Seperti kita tahu bersama bahwa salah satu poin dalam Tri Dharma Perguruan Tinggi yakni pengabdian kepada masyarakat. Dalam kasus seperti di atas, mahasiswa dituntut terjun ke dalam kehidupan bermasyarakat untuk melakukan advokasi ataupun riset sebagai proses penyelesaian problematika di tengah masyarakat.
Di dalam persoalan kebangsaan, mahasiswa harus memiliki keberanian dalam proses penegakan konstitusi yang menjadi dasar atau ideologi negara yakni UUD 1945 dan Pancasila.
Kedua pedoman kenegaraan itu harus diaplikasikan sesuai apa yang terkandung di dalamnya.
Kasus-kasus seperti di atas jika tidak ditindaklanjuti dengan seksama maka itu akan memicu tindakan-tindakan yang tidak sesuai dengan lajur konstitusi, tentunya hukum yang ada dalam konstitusi menjadi sebuah kewajiban yang harus dijalankan.
Pendidikan sebagai wadah pengembangan ilmu pengetahuan dalam mengolah potensi individu yang bernaung di dalamnya untuk melahirkan karakter serta kesadaran untuk mencerdaskan kehidupan bangsa dan jika itu dialihkan untuk kepentingan industri maka apa yang akan terjadi?
Mahasiswa akan jauh atau bahkan menutup mata atas kondisi kehidupan masyarakat, mahasiswa akan menjadi makhluk individu yang senantiasa hanya akan memikirkan kepentingan pribadinya, mahasiswa akan menjadi manusia yang individualistik.

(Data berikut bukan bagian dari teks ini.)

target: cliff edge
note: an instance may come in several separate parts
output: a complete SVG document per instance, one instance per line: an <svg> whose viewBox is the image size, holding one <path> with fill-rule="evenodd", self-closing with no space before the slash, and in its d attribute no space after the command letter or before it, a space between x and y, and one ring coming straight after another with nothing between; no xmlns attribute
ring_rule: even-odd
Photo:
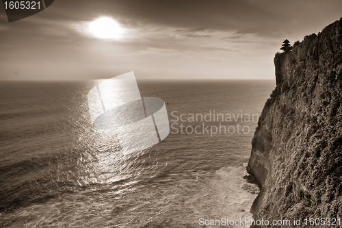
<svg viewBox="0 0 342 228"><path fill-rule="evenodd" d="M247 167L261 187L250 211L291 227L293 218L302 227L305 218L342 220L342 18L274 64Z"/></svg>

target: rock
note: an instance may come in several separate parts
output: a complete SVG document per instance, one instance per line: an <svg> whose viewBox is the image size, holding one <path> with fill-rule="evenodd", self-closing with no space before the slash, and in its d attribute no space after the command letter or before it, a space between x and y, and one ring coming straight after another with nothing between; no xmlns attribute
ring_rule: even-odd
<svg viewBox="0 0 342 228"><path fill-rule="evenodd" d="M274 65L247 166L261 188L251 212L342 218L342 18L276 53Z"/></svg>

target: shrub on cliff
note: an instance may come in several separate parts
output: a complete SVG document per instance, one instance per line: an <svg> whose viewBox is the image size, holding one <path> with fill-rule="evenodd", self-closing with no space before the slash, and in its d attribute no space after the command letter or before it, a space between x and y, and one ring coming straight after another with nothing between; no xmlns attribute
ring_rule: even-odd
<svg viewBox="0 0 342 228"><path fill-rule="evenodd" d="M284 52L289 52L292 50L292 46L291 46L290 42L287 39L284 40L282 46L282 47L280 47L280 50L284 51Z"/></svg>

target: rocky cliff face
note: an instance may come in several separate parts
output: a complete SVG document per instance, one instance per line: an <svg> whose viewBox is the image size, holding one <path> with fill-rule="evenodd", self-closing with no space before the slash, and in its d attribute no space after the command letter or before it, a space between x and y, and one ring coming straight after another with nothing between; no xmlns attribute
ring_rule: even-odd
<svg viewBox="0 0 342 228"><path fill-rule="evenodd" d="M342 220L342 18L276 53L248 172L255 219ZM341 221L342 223L342 221ZM293 226L293 224L291 224Z"/></svg>

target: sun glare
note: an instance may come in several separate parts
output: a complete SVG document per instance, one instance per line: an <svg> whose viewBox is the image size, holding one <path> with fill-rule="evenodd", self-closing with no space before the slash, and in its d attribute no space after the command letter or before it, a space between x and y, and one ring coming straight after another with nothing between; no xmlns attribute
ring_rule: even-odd
<svg viewBox="0 0 342 228"><path fill-rule="evenodd" d="M120 39L124 33L116 21L106 16L92 21L88 29L92 35L101 39Z"/></svg>

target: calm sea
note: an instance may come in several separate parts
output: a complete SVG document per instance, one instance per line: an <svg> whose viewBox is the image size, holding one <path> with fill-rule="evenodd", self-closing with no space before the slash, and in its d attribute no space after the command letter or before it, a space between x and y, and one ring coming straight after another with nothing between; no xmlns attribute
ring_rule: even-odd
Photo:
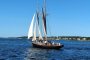
<svg viewBox="0 0 90 60"><path fill-rule="evenodd" d="M55 42L61 42L64 47L39 49L33 48L27 39L0 39L0 60L90 60L90 41Z"/></svg>

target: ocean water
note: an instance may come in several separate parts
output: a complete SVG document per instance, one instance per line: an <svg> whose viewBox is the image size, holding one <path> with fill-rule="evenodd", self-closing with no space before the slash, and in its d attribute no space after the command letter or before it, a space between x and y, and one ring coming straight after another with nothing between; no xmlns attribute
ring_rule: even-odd
<svg viewBox="0 0 90 60"><path fill-rule="evenodd" d="M0 39L0 60L90 60L90 41L53 40L59 50L33 48L27 39Z"/></svg>

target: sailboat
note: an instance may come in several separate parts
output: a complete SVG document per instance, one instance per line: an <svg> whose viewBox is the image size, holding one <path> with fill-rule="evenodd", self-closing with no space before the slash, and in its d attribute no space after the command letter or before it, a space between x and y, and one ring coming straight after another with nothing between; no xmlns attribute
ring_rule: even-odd
<svg viewBox="0 0 90 60"><path fill-rule="evenodd" d="M47 27L46 27L46 6L45 6L45 0L44 0L44 7L42 8L42 19L40 22L39 19L39 12L36 11L34 14L30 27L29 27L29 32L28 32L28 39L32 39L32 45L33 47L37 48L44 48L44 49L60 49L64 45L61 43L55 43L48 41L47 39ZM41 29L40 29L40 23L42 25L42 30L44 34L41 34ZM38 33L38 38L37 38L37 33ZM42 36L44 35L44 37Z"/></svg>

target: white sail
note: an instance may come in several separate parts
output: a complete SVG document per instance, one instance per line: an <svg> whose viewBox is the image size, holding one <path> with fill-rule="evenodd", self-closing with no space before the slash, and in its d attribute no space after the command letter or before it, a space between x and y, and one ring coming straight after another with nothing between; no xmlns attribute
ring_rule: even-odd
<svg viewBox="0 0 90 60"><path fill-rule="evenodd" d="M32 41L36 40L36 22L35 22L35 26L34 26L34 35L33 35L33 39Z"/></svg>
<svg viewBox="0 0 90 60"><path fill-rule="evenodd" d="M30 28L29 28L29 32L28 32L28 39L33 36L34 18L35 18L35 14L32 18L31 24L30 24Z"/></svg>

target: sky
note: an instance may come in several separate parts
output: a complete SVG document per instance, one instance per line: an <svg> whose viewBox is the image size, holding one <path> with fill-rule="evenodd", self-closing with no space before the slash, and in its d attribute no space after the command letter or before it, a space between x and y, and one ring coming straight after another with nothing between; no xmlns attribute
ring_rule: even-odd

Said Nursi, seorang cendekiawan muslim dari Turki, pernah mengatakan bahwa salah satu virus yang merugikan atau mematikan umat manusia yakni meningkatnya individualisme.
Industri tanpa Humaniora dan Sosial adalah kebobrokan, Humaniora dan Sosial tanpa Industri adalah kebijaksanaan.
Penulis: Askar Nur, (Mahasiswa jurusan Bahasa & Sastra Inggris Fakultas Adab & Humaniora UIN Alauddin Makassar).